冷たく硬い石畳の廊下を抜け、兵士の通用門を抜けて彼女は城門を潜る。
「シュテーリア様、お出掛けですか? 」
胸の前で腕を水平に構えて敬礼をする兵士に、彼女は目線を移さず手だけで応答する。
「ご苦労。 少し出る 」
「ル…… ルイスベル様!? 」
代わりにルイスベルが後ろから答えると、兵士達は目を丸くして最敬礼していた。 城門入口の跳ね橋を出たシュテーリアは城下町へは向かわず、城壁の堀に沿って黙々と歩みを進める。
「城下町へは向かわないのか? 」
「私が町を歩くと、国民はやはり警戒するのです。 巡回ならまだしも、私用でそれは望ましくない…… それは私にとっても同じですから 」
そう口にした彼女は、おもむろに林の中へと入っていく。
「うん? どこへ? 」
「私の秘密の場所…… と言っておきましょう 」
微笑む彼女を先導にルイスベルがやって来たのは、林の中にひっそりと佇む小さな小屋だった。 見窄らしい見た目だが、ログハウス風のしっかりした造りに小さなウッドデッキが併設する。
「どうぞ。 私の息抜きの場です 」
ノックすることもなくドアを開けた彼女を迎えたのは、オランダ民族風の衣装の猫耳の少女とウサギ耳の少年だった。
「ジャッカロープとシーフキャットか…… 」
深々と頭を下げる二人に答える事なく、ルイスベルは小ぢんまりとした室内に足を踏み入れた。
「彼に 」
ジャッカロープの少年にシュテーリアが短く言うと、二人は笑顔で膝を折って応え、キッチンの奥へと消えていく。 中央には小さな木製のテーブルと椅子が3脚。 その一つに腰を下ろしたルイスベルは、横目でキッチンの奥を覗き見る。
「…… 飼っているのか? 」
「その言い方は適当ではありません 」
ピシャリと言う彼女はルイスベルの真正面に座り、真っ直ぐに彼を見据えた。
「この場所を任せているんです。 ここは私が安らげるの唯一の場所…… 彼ら以外にこの場を任せる気はありません 」
そう言ってキッチンの奥に目を向ける。
「彼らはホセの村の生き残りです。 行く宛がなかったところを引き取りました 」
「引き取ったのではなく、秘密裏に救い出したのだろう? 」
彼女の目だけがルイスベルに向けられる。
「…… ご存知でしたか 」
「あのジャッカロープ族の方…… 確か半年前、仲間を守ろうと自ら贄に名乗りを上げた男だ 」
「彼はイムカと言います。 彼女はサーラ…… 」
二人の紹介の途中で、イムカとサーラがティーセットを乗せたトレイを持って戻ってきた。
「どうぞ 」
サーラはルイスベルの前でカップに注ぎ、慣れた手つきでチーズケーキを取り分けて下がっていった。
「サーラの手作りです。 美味しいですよ 」
シュテーリアはルイスベルに微笑んで、淹れたてのハーブティーに口をつけた。 彼は丁寧に出されたカップには手をつけず、怪訝な顔で彼女を見た。
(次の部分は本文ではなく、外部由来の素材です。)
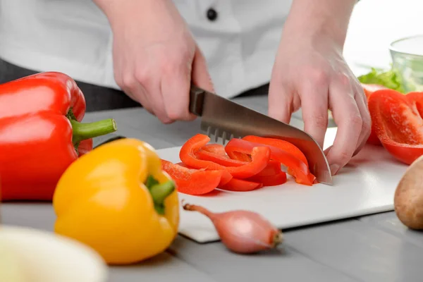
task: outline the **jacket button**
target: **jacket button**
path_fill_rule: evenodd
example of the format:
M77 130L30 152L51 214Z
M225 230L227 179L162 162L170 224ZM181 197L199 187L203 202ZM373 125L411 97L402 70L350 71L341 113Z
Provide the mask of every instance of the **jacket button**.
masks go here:
M217 18L217 12L213 8L207 10L207 18L212 21L216 20Z

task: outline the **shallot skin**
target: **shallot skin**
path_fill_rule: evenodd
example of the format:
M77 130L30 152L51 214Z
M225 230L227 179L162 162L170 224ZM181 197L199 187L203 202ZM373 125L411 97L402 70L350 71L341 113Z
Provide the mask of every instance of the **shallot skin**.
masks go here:
M213 213L207 209L185 204L183 209L199 212L210 219L222 243L231 251L252 254L276 247L283 234L260 214L246 210Z

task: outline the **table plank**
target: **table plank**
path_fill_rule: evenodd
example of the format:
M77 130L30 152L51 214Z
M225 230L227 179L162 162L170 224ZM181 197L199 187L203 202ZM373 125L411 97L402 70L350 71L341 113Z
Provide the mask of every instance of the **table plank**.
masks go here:
M175 256L219 281L352 282L359 280L313 260L288 245L274 252L241 255L229 252L220 242L199 244L179 237L171 247Z
M422 281L423 248L374 225L345 220L292 231L286 237L295 250L360 281Z

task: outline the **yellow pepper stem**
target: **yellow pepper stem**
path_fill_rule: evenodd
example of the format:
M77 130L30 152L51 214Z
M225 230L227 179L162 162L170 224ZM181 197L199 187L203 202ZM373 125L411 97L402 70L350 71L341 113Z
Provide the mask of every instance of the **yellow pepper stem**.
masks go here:
M172 180L156 184L149 188L154 202L154 208L159 214L164 214L164 200L175 190L175 183Z

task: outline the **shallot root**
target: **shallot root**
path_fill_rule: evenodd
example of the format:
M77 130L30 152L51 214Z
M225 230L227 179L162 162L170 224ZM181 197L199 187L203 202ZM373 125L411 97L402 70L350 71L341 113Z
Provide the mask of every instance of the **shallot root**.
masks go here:
M281 231L260 214L246 210L214 213L195 204L183 204L185 211L198 212L213 223L221 240L231 251L255 253L276 248L283 240Z

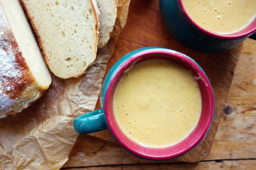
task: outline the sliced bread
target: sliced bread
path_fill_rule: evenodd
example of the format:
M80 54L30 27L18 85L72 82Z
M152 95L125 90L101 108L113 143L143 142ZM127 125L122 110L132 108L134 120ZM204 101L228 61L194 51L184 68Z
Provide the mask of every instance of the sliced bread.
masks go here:
M51 81L19 0L0 0L0 118L31 105Z
M21 0L46 63L56 76L79 76L95 60L99 21L95 0Z
M97 0L100 11L101 24L99 26L98 47L102 48L110 39L110 33L113 30L117 11L116 0Z

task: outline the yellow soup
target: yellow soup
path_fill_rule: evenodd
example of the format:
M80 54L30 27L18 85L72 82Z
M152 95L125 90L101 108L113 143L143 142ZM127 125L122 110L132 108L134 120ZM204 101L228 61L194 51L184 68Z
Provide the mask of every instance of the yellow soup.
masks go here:
M183 0L192 19L203 28L219 34L237 32L256 17L256 0Z
M202 103L198 84L187 70L172 62L152 60L136 65L124 75L113 108L127 136L158 147L188 135L199 120Z

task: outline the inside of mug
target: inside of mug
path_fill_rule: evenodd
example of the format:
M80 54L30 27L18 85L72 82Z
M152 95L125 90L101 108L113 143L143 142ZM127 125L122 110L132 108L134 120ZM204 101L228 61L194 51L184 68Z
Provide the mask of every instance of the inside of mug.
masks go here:
M181 11L189 21L197 28L206 34L219 38L235 39L246 37L254 33L256 33L255 32L256 32L256 18L247 27L240 30L232 33L219 34L209 31L201 27L190 17L184 6L182 0L178 0L178 2Z
M113 101L116 89L119 81L127 71L133 66L151 59L169 60L183 66L195 78L201 93L202 111L195 128L183 140L170 146L151 147L136 143L121 130L115 118ZM105 96L106 118L109 128L116 139L125 149L141 157L151 159L163 160L181 156L191 150L204 138L210 125L214 111L214 101L210 84L203 71L194 60L186 56L176 53L168 54L146 54L133 57L123 64L113 77Z

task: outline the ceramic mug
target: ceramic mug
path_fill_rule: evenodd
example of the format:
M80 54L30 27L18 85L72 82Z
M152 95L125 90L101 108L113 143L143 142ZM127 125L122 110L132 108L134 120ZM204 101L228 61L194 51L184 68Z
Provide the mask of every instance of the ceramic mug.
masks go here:
M241 31L221 35L210 32L194 21L185 9L182 0L160 0L160 6L163 22L172 36L199 52L215 53L231 49L256 32L256 19ZM252 38L255 39L255 35Z
M153 59L170 60L187 69L195 78L201 96L202 111L199 122L194 130L180 142L165 147L146 147L132 140L119 128L113 111L114 93L123 76L135 65ZM75 119L74 127L76 131L81 134L88 134L108 128L115 139L124 148L137 156L152 160L174 158L193 149L206 135L214 112L213 91L209 80L202 68L193 59L184 54L159 47L138 49L120 59L106 76L100 98L102 108Z

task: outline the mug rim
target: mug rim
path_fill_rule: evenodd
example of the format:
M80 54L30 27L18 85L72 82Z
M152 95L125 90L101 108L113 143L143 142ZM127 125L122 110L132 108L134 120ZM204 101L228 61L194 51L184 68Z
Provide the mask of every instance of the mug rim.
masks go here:
M200 26L200 25L199 25L198 24L194 21L193 19L192 19L192 18L188 14L187 12L187 11L186 10L185 7L184 7L184 6L183 4L182 0L177 0L178 1L178 4L180 10L182 12L183 14L184 15L186 18L188 20L189 22L190 22L190 23L191 23L193 26L195 27L197 29L199 30L199 31L207 35L214 37L215 38L221 39L233 40L245 38L252 34L253 34L254 33L256 33L256 18L255 18L251 23L251 24L247 26L247 27L245 27L242 30L238 31L238 32L226 35L220 34L209 31ZM240 32L242 32L243 30L246 29L248 27L251 26L252 25L253 26L251 27L253 28L252 29L250 29L249 30L246 31L245 32L243 32L242 33L239 33ZM253 26L254 26L253 27Z
M138 59L140 59L143 56L149 54L163 54L167 55L172 56L178 58L179 59L182 60L183 62L184 61L184 62L188 63L190 65L192 65L192 66L195 68L195 70L200 75L203 77L202 78L205 80L205 83L206 83L206 88L207 89L207 90L209 94L210 109L208 111L209 116L209 117L207 117L206 125L204 127L204 129L202 130L203 132L200 134L199 137L195 140L192 143L190 142L187 147L186 147L185 149L179 150L179 152L174 153L162 155L155 155L146 154L145 153L139 152L135 150L134 149L134 147L133 147L130 146L129 146L129 145L127 144L125 141L123 140L123 139L119 136L119 135L118 134L118 132L117 132L116 129L117 127L114 127L114 125L113 125L114 121L116 121L116 120L112 120L112 119L114 119L114 118L111 118L110 111L109 111L110 107L109 107L109 105L110 104L113 104L113 101L110 100L109 98L111 95L111 90L112 89L112 88L113 87L115 88L116 87L116 86L114 86L114 83L117 81L118 75L121 73L124 70L125 70L125 69L126 69L126 66L127 66L128 65L130 65L131 64L132 65L132 63L133 63L133 62L135 63L135 62ZM131 66L130 66L131 68L132 67L132 66L133 65L132 65ZM126 68L126 69L127 69L127 68ZM107 87L105 94L104 105L106 121L108 129L116 140L122 147L132 153L139 157L152 160L165 160L174 158L186 154L192 150L199 144L202 141L203 141L209 131L212 122L214 113L215 102L213 90L209 80L203 70L201 67L195 62L185 54L174 50L165 48L154 48L146 50L135 54L132 55L126 60L125 61L121 66L120 66L119 68L118 68L118 69L114 73L114 75L112 77L110 82ZM112 116L113 117L113 115ZM120 127L119 127L117 128L120 128ZM186 137L186 138L183 140L185 140L185 139L187 138L187 137ZM128 137L128 138L129 138ZM179 142L177 144L180 143L181 142ZM133 141L133 142L135 144L139 145L139 144L137 144L134 141ZM175 146L175 144L174 146ZM172 146L171 147L172 147L173 146ZM156 150L161 149L161 148L164 149L171 147L170 146L167 146L159 148L158 147L148 147L142 145L141 145L140 146L141 146L142 147L145 148L145 149L149 149L149 148L151 148L153 149L155 149Z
「なぜ俺をここに連れてきた? 贄の隠匿は重罪だぞ? 」
「迷っている…… そんな顔をしていましたから 」
『美味しい』とため息混じりに呟くシュテーリアを、ルイスベルはじっと見つめる。
「迷う? 俺が? 」
「一戦の相手はエンデヴァルドでしょうか 」
「…… なぜわかる? 」
「彼ならクレイモアを破壊しそうですから 」
クスクスと笑う彼女の雰囲気に、彼は俯いてため息を吐く。 やっとカップに口をつけたルイスベルがチラッとキッチンを見ると、覗き見ていた二人は驚いて身を隠してしまった。
「やれやれ…… 貴女は何でもお見通しのようだ 」
「いいえ、貴方が分かりやすいだけです 」
彼と彼女はお互いを見やり、そして微笑んだ。
「ベイスーンの砦門でモーリス殿に会った…… 彼が生きていたとは思わなかった 」
チーズケーキにフォークを入れる彼を、シュテーリアは優しく見守る。
「ええ、知っていましたよ 」
「な…… んだと…… 」
フォークを片手に目を丸くする彼に、彼女はひとつ頷いた。
「彼の奥さんのハンナとは随時報告を受けていますから。 諜報部を通じて、ユグリアの情報は筒抜けですよ 」
「…… ハハ…… これは恐れ入った。 ではベイスーンの霧が晴れたことも、奴が魔王と手を組んだことも知っているのだな? 」
「ええ。 残念ながら、貴方が敗退したことも聞いています 」
カランとフォークを置いて天井を見上げる彼に、彼女は優しい笑みを浮かべていた。
「では話が早い 」
彼は一呼吸置いて彼女に向き直る。
「貴女もこの国を壊そうというのか? 俺をここへ連れてきたのはそういう意味だろう? 」
彼は睨み付けるようにシュテーリアを見つめた。
「壊すと言うほど大層なものじゃありません。 ですが私は…… この時を待っていました 」
ルイスベルを見つめ返す彼女の目は、迷いがない力強いものだった。